# Serving User Recommendations with Sorted Sets

Personalization is an  important part of growing a successful  website. Personalization can
increase user traffic on  your website. Various algorithms exist to  predict what content a
user might be  interested in given their  browsing history. Many third  party systems exist
to compute  recommendations, but recommendations aren't  useful if they can't  be served to
users quickly.

In this chapter, we are going to look at  how the Redis sorted set set datatype can be used
to serve up blog recommendations. Among the topics we will cover in this chapter:

* Sorted sets versus sets
* Specifying data storage conventions 
* Storing recommendations
* Viewing Recommendations  

## Sorted Set 

Redis provides two types of set data structures, the set and the sorted set. In the
previous chapter we looked at using the Set type to calculate unique views, and in this
chapter we are going to look at using the other set type, Sorted Sets, to serve up user
recommendations.

Sorted sets in Redis are similar to the basic set data structure, except every element in
the set is associated with a floating point value, called the score. Like Redis sets,
sorted sets consist of a collection of unique elements but the set is ordered according to
two rules:

* Elements with different scores are ordered by score
* Elements with same scores are ordered by string comparison on the element

Using these two rules, the set is maintained in ascending order with the smallest element
at position zero. As of the 3.2 release, Redis provides 21 different commands to operate
on sorted sets. These commands allow the user to perform a variety of operations:

* Add and remove elements from the set
* Retrieve elements of the set based on score or element name
* Update element scores
* Combine multiple sets
* Determine the size of sets

You may also hear Redis sorted sets referred to as zsets.

## Blog Post Recommendations

In this chapter, we are going to look at building a system for quickly serving blog post
recommendations to users of our website. In our system, recommendations will be generated
from a variety of data sources that are processed off-line to generate a list of
recommendations that will then be loaded into Redis for serving to visitors.
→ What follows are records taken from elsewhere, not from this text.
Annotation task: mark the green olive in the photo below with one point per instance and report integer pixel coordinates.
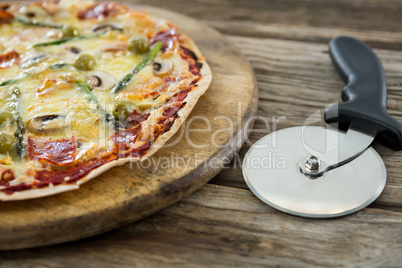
(5, 116)
(6, 142)
(85, 62)
(69, 30)
(123, 109)
(138, 44)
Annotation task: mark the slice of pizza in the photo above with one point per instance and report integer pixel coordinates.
(87, 86)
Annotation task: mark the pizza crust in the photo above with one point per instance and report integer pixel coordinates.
(190, 100)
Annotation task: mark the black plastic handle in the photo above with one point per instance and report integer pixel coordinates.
(365, 95)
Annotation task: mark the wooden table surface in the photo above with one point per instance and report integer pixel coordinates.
(223, 223)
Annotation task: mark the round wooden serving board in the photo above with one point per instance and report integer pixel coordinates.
(131, 192)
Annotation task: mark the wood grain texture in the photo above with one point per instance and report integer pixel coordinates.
(131, 192)
(223, 224)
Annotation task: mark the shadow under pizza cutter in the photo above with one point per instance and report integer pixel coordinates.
(324, 172)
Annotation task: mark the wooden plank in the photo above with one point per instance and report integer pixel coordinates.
(296, 79)
(230, 227)
(128, 193)
(223, 223)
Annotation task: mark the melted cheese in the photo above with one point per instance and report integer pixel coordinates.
(46, 91)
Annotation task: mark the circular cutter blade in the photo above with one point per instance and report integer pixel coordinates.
(271, 171)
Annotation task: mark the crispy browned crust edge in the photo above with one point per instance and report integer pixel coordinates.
(191, 100)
The recommendation engine will deliver a new set of recommendations for users all at once.
The recommendations data will be structured as a `user_id` followed by a list of
`(page_id, score)` tuples. A variable number of recommendations is generated for each user.
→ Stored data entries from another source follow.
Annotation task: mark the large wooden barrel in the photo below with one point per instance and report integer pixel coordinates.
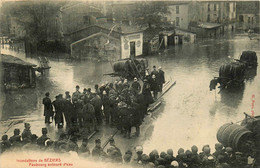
(130, 68)
(233, 135)
(121, 66)
(231, 71)
(249, 57)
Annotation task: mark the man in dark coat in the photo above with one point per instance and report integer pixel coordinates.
(160, 78)
(68, 109)
(41, 141)
(75, 101)
(147, 93)
(154, 72)
(5, 144)
(89, 116)
(106, 106)
(136, 87)
(154, 86)
(16, 138)
(97, 151)
(97, 103)
(26, 135)
(59, 107)
(48, 109)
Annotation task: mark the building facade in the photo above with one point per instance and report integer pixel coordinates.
(248, 14)
(178, 15)
(106, 41)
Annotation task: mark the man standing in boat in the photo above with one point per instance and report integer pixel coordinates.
(154, 86)
(160, 78)
(48, 109)
(154, 72)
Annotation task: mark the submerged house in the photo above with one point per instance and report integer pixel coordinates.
(17, 73)
(106, 41)
(151, 41)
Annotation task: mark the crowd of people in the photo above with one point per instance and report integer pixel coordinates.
(223, 157)
(122, 104)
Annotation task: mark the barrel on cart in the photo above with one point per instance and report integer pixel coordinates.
(235, 136)
(130, 68)
(249, 58)
(232, 74)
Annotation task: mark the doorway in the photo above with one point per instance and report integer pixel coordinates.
(132, 49)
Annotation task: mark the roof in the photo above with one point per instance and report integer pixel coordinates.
(150, 33)
(125, 29)
(14, 60)
(207, 25)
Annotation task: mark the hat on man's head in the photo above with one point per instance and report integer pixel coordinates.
(97, 141)
(111, 140)
(27, 125)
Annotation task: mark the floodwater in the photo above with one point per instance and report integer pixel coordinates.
(190, 113)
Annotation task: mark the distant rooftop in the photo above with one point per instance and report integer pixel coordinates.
(207, 25)
(115, 27)
(120, 28)
(14, 60)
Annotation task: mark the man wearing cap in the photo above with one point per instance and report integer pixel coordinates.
(106, 106)
(41, 141)
(154, 72)
(26, 135)
(160, 78)
(76, 95)
(154, 86)
(97, 103)
(97, 151)
(97, 89)
(76, 102)
(59, 109)
(83, 149)
(89, 116)
(68, 109)
(114, 152)
(16, 138)
(136, 87)
(67, 96)
(5, 144)
(147, 93)
(112, 143)
(48, 109)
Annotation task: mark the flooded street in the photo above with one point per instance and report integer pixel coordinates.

## Data Storage Conventions

Our recommended blog posts will be stored in the database using the sorted set datatype.
The recommended blog posts for a particular user will be stored under the key 
`user:{user_id}:recommendations`.  The recommendation data will consist of the `page_id`
of the blog post and a score between -1.0 to 1.0, with 1.0 being highly recommended and a
-1.0 being not recommended.

To improve the clarity of our examples, the Notebook environment includes several utility 
functions.  In this chapter, the primary utility functions we use are:

* `user_recommendation_key` - generates the appropriate key for the user recommendations
* `clear_user_recommendations` - removes the recommendations for the given user

## Storing Recommendations

The first step in building our example recommendation system is building a system to load
the data from recommendation backend into Redis. As our code processes data from the
backend recommendation system it needs to:

* Parse the recommendation data
* Compute a key from the data
* Remove the key if it exists
* Store the recommendations in Redis

The Redis ZADD command adds the specified member plus score to the sorted set, creating
the sorted set if it doesn't exits. In our sample system, an entire batch of
recommendations is loaded at once, so we can't just use the ZADD command, otherwise we
would never clear the old recommendations.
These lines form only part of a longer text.